In January 2012, the National Labor Relations Board ruled in D.R. Horton, 357 NLRB No. 184 (2012) that employers cannot use class action waivers in arbitration agreements with employees covered by the National Labor Relations Act. The Board reasoned such waivers limit employees’ rights under the NLRA to engage in “concerted activities” in pursuit of their “mutual aid or protection.” That holding appeared to put the Board on a collision course with Supreme Court precedent under the Federal Arbitration Act approving class action waivers; however, the Board reasoned the Supreme Court’s prior cases had never involved the NLRA and didn’t apply.

Most federal courts disagreed with the Board’s reasoning. In fact, the Fifth Circuit (in an appeal handled by Ogletree Deakins) refused to enforce the Board’s D.R. Horton decision. Scores of lower federal courts subsequently refused to follow the Board’s ruling, citing the Fifth Circuit’s rejection of it. Two other courts of appeals, the Second and the Eighth, similarly spurned the Board’s view.

Undeterred, the Board invoked its policy of not acquiescing to federal courts lower than the Supreme Court and adhered to its position in Murphy Oil USA, Inc., 361 NLRB No. 72 (2014). The Fifth Circuit again refused to enforce that decision.

Although dozens of federal and state courts continued to reject the Board’s rationale as inconsistent with the FAA, recently two courts of appeals went the other direction, creating a circuit split. The Seventh Circuit became the first federal appellate court to agree with the Board in Epic Systems v. Lewis in May 2016. The Ninth Circuit followed suit in August 2016 in  Ernst & Young LLP v. Morris, and, in 2017, the Sixth Circuit did so as well.

The six-year long standoff between the Board and most courts, and the more recent split between the Second, Fifth, and Eighth Circuits on one side and the Seventh, Ninth, and Sixth Circuits on the other, have left employers in a bind, as national and regional employers have found their practices subject to conflicting precedent depending on the circuit at issue.

On January 13, 2017, the Supreme Court agreed to take up the matter. With at least a half dozen petitions for certiorari pending on this class action waiver issue, the Court agreed to hear appeals in Murphy OilLewis, and Morris. The Court also consolidated the three cases. On October 2, 2017, the Supreme Court of the United States heard oral argument in the three consolidated cases.
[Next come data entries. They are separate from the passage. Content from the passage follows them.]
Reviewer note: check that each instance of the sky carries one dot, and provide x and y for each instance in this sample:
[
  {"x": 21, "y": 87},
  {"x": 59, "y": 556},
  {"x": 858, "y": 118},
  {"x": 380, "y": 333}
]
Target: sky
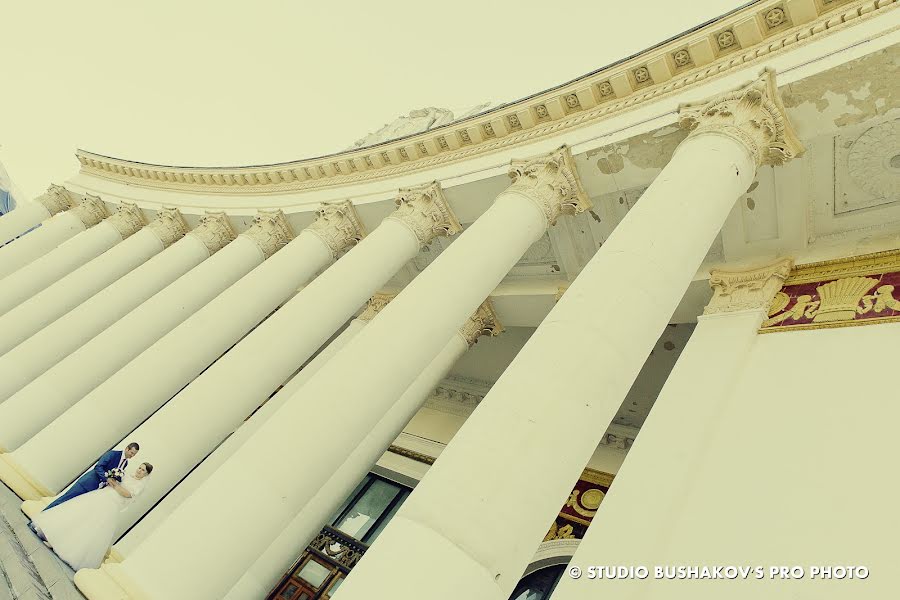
[{"x": 229, "y": 82}]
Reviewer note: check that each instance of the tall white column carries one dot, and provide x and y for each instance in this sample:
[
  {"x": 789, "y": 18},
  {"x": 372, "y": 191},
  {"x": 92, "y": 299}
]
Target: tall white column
[
  {"x": 55, "y": 200},
  {"x": 186, "y": 487},
  {"x": 46, "y": 306},
  {"x": 566, "y": 384},
  {"x": 264, "y": 574},
  {"x": 673, "y": 438},
  {"x": 395, "y": 347},
  {"x": 24, "y": 362},
  {"x": 52, "y": 232},
  {"x": 62, "y": 260}
]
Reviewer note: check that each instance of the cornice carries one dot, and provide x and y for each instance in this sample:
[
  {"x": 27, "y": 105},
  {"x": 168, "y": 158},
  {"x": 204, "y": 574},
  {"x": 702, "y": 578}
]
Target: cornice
[{"x": 734, "y": 41}]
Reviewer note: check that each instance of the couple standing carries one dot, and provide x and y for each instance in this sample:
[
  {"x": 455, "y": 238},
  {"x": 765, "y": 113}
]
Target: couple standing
[{"x": 80, "y": 525}]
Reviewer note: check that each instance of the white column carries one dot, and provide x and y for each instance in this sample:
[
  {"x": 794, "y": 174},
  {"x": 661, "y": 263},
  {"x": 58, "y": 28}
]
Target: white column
[
  {"x": 31, "y": 357},
  {"x": 46, "y": 306},
  {"x": 673, "y": 438},
  {"x": 186, "y": 487},
  {"x": 55, "y": 200},
  {"x": 62, "y": 260},
  {"x": 566, "y": 384},
  {"x": 262, "y": 576},
  {"x": 395, "y": 347},
  {"x": 52, "y": 232}
]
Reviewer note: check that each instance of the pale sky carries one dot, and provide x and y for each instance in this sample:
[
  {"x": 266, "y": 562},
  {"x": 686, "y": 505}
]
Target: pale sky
[{"x": 229, "y": 82}]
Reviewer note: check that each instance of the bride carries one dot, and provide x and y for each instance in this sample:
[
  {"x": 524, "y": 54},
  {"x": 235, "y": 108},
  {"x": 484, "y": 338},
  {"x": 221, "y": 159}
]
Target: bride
[{"x": 81, "y": 530}]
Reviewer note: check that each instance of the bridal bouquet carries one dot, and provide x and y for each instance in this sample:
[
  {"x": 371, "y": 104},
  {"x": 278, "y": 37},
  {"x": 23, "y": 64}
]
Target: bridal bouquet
[{"x": 117, "y": 474}]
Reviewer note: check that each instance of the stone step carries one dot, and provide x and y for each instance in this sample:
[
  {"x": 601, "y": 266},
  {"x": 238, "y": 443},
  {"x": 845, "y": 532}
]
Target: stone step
[{"x": 28, "y": 569}]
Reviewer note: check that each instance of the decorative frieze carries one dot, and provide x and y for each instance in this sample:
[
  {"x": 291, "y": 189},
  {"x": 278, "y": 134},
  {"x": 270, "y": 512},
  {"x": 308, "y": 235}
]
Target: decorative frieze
[
  {"x": 56, "y": 199},
  {"x": 753, "y": 115},
  {"x": 127, "y": 220},
  {"x": 91, "y": 210},
  {"x": 338, "y": 226},
  {"x": 169, "y": 226},
  {"x": 270, "y": 231},
  {"x": 748, "y": 289},
  {"x": 214, "y": 231},
  {"x": 425, "y": 212},
  {"x": 550, "y": 181}
]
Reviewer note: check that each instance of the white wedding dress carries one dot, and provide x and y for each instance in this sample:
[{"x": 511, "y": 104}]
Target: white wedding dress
[{"x": 81, "y": 530}]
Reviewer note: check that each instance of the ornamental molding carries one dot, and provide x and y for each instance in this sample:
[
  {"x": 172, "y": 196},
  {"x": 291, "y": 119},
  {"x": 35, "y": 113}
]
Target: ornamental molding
[
  {"x": 270, "y": 231},
  {"x": 748, "y": 289},
  {"x": 128, "y": 219},
  {"x": 753, "y": 115},
  {"x": 91, "y": 210},
  {"x": 375, "y": 304},
  {"x": 551, "y": 182},
  {"x": 732, "y": 42},
  {"x": 57, "y": 199},
  {"x": 214, "y": 231},
  {"x": 425, "y": 212},
  {"x": 483, "y": 322},
  {"x": 338, "y": 226},
  {"x": 168, "y": 226}
]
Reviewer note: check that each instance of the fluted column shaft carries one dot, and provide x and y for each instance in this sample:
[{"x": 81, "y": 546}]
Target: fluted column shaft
[
  {"x": 394, "y": 349},
  {"x": 567, "y": 383},
  {"x": 56, "y": 300},
  {"x": 54, "y": 231},
  {"x": 62, "y": 260}
]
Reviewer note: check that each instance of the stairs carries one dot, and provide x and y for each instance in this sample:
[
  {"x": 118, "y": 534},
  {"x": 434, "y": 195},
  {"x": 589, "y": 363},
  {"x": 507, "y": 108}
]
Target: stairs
[{"x": 28, "y": 570}]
The Supreme Court’s Decision

After a thorough examination of the FAA and Section 7 of the NLRB, the Court concluded that “the law is clear: Congress has instructed that arbitration agreements [] must be enforced as written. While Congress is of course always free to amend this judgment, we see nothing suggesting it did so in the NLRA—much less that it manifested a clear intention to displace the Arbitration Act.” The Court considered the argument that the FAA’s savings clause—which allows courts to refuse to enforce arbitration agreements “upon such grounds as exist at law or in equity for the revocation of any contract”—creates an exception on the basis that the NLRA renders class and collective action waivers illegal. Justice Gorsuch, relying on the Supreme Court’s 2011 AT&T Mobility LLC v. Concepcion decision, reasoned that this argument is flawed. The savings clause permits courts to invalidate agreements on the basis of contract defenses such as fraud and duress, the Court ruled, and not, citing Concepcion, on the basis of “defenses that apply only to arbitration”

The Court also rejected the argument that class action waivers are invalid under Section 7 of the NLRA. According to Justice Gorsuch, “[t]he notion that Section 7 confers a right to class or collective actions seems pretty unlikely when you recall that procedures like that were hardly known when the NLRA was adopted in 1935.” As a result, the Court reversed the judgments in Epic Systems and Ernst & Young and remanded the two cases for further proceedings consistent with the Court’s opinion. The Court also affirmed the judgment in Murphy Oil.